Garrington shook his head continuously, protesting repeatedly, ‘No. No. No,’ as the barrister continued. ‘Jason Barnes had his back to you when you drove the knife into him, pulled it out and ran. That’s really what happened, isn’t it?’

‘No way.’ His face contorted, spittle at the corners of his mouth. ‘No way. Conrad did it. Not me. I never did it.’ He was shouting, his panic and anxiety overridden by a virulent anger.

Louise got a taste of the aggression in the man and understood that he had the wherewithal to kill. She thought he was lying. She believed Conrad Quinn, pathetic though he was. Garrington was a bully. He had been bullying the girl when Luke first ran into him at the house party, and everything Emma Curtis had heard on the bus went against him. Louise looked at the jury, praying that they shared her instincts.

Louise ran into Emma Curtis in the ladies’ toilets. She felt a twist of embarrassment and went to leave, then thought better of it. ‘My daughter,’ Louise said, ‘I’m sorry. Things can be very black and white at that age.’

‘I’m sorry,’ Emma said.

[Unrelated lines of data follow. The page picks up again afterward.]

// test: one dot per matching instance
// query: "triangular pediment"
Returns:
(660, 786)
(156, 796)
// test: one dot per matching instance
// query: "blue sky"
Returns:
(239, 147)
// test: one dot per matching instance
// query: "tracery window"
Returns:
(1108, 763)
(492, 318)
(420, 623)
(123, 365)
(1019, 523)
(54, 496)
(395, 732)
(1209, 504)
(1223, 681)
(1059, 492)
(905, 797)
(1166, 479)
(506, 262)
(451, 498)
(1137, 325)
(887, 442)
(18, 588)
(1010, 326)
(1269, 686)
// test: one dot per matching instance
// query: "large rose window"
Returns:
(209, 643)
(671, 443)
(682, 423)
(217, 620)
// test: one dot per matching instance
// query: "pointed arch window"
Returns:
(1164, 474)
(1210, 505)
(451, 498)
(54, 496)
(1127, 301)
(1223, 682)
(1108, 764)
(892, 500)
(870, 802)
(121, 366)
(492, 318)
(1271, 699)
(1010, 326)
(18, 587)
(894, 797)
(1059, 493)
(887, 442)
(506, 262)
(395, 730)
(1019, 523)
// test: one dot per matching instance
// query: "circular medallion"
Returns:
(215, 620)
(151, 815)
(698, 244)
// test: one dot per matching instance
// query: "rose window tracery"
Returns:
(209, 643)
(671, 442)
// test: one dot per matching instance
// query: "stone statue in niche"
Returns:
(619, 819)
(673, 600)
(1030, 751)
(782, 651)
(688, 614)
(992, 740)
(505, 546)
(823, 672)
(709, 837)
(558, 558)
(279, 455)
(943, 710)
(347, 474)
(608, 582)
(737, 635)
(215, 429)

She was hugging her upper arms, worry etched on her face. ‘I wish I could go back, do something different.’

Louise pressed her tongue to the roof of her mouth. Gathered herself. ‘We’ve all been there,’ she said, ‘on the train, at the bus stop, in the park. Seen someone needing help, someone outnumbered, someone being hurt. A bloke slapping his girl or a racist hurling abuse. We’ve all been there and wanted to disappear: if I ignore it, it’ll go away.’

‘I was scared, and no one else…’ Emma stopped. Her cheeks were bright red. She looked away.

‘My girl, Ruby,’ Louise said, ‘would I want her to do something in the same situation? With my heart in my mouth, yes. But if she was beaten as a result? Killed?’ Louise’s voice shook. ‘How could I?’

There was a silence. Emma’s face was mobile, struggling with emotion.

‘But thank you for coming here, that was very brave,’ Louise said.

‘No. I just wish-’

‘You can’t go back,’ she said. ‘It’s what you do next, what you do in the future, that matters now.’

Emma gave a brief nod. Louise returned to the foyer, grinding her teeth together and fighting tears.

CHAPTER NINETEEN

Andrew

Nicola Healy’s testimony was almost word for word the same as Thomas Garrington’s. She accused Conrad Quinn of carrying the knife and of using it. She kept her answers short and shorn of detail or elaboration until she got agitated. She blinked with nerves and often bit her thumbnail, a habit that made her appear even younger than seventeen. When Mr Sweeney began cross-examination, he challenged her about her comments on the bus. ‘You said, “He’ll cut you.” Referring to Thomas Garrington.’